The word dreich, describing a bleak and dreary day in Scotland, has been voted as the Scots favourite word. However one of my favourite Scottish descriptions of rain is liquid sunshine. To me it sums up Scottish people and their mentality - you can take what could be a miserable experience and transform it into sunshine. Maybe that is why Scotland is the home of golf despite the dreich weather because we make sunshine out if it.

We are now almost a year into the covid pandemic and there is good news on the horizon with the vaccine being rolled out over the whole country. However as the endless announcements of restrictions continue it is hard to find hope, it is hard to find the sunshine in this situation.

But When I think back to how local neighbourhoods, faith communities, friendship clubs, social care organisations and millions of individuals sprung into action when lockdown began, providing help, whether it was doing shopping for others, keeping in touch or just keeping an eye on a elderly neighbour - I am infused with hope.

Loneliness could be one the most scariest experiences and during this festive season, a time of the year when families get together, loneliness adds to the worries that the pandemic generates.

So let us increase and intensify that communal spirit, in a safe and legal way. Let’s bring cheer, comfort, encouragement and strength - in other words hope - to our family, friends, neighbours and neighbourhood. A phone call, a letter dropped in through the letterbox, a box of chocolates or just a reassuring smile goes a long way for someone feeling lonely.

The late Rabbi Lord Jonathan Sacks wrote, “Optimism is the belief that things are going to get better. Hope is the belief that we can make things better. Optimism is a passive virtue, hope is an active one. It takes no courage to be an optimist, but it does need courage to hope.”

Every act of kindness, big or small, creates hope and transforms dreich into sunshine.

Imam Sayed Razawi, Chief Imam – Director General, Scottish Ahlul Bayt Society

As we come to the end of this year, there is little doubt that the last ten months have been one of the most difficult periods in modern history, not just in terms of the pandemic but also clouded by the uncertainty of Brexit.

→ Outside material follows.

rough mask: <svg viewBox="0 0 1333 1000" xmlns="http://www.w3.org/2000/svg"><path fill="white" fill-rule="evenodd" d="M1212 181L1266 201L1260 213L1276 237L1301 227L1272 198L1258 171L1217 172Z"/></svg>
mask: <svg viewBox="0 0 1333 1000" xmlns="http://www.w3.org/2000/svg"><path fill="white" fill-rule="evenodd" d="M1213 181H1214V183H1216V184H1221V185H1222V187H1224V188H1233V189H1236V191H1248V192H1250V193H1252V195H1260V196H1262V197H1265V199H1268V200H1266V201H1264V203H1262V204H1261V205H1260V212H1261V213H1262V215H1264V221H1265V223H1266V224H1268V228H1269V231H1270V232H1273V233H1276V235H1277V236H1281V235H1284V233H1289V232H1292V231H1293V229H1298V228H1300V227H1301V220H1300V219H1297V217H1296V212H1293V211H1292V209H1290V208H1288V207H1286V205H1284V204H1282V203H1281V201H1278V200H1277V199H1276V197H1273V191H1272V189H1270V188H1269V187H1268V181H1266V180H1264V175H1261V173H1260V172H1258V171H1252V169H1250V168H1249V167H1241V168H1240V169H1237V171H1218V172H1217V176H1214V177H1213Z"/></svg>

This Christmas Day will certainly be important for our nation. Christmas is a time for family, community, compassion, love and in essence, coming together. In times of crisis, we require moments like these; a chance to bolster the morale of the nation. Muslim families too will be celebrating - ‘halal turkey’ will probably be on the menu, but the most important thing is that we will all be celebrating together.

The inclusion Scotland has shown in the last year is what makes me proud to be Scottish. Where parts of the world have witnessed an unfortunate rise in xenophobia and discrimination in the wake of the Covid 19 pandemic, Scotland has experienced hope. Faith communities have come together in all their diversity to shop for the vulnerable, help those shielding, feed the homeless and care for the lonely. It gives me hope when I see Christians and Muslims drop food to homeless shelters; it gives me hope when Churches, Mosques and Temples use their kitchens to prepare food for those requiring it; it gives me hope when Priests, Rabbis and Imams are helping each other cope with the pressures of their ministries; it gives me hope that in times of crisis, we as a nation, faith or no faith, have the will to extend our hand and our hearts to our neighbours.

How we move forward from here will be important, but having witnessed good-will, friendship and trust that has built in Scotland in these challenging times, my humble opinion is that we will be just fine.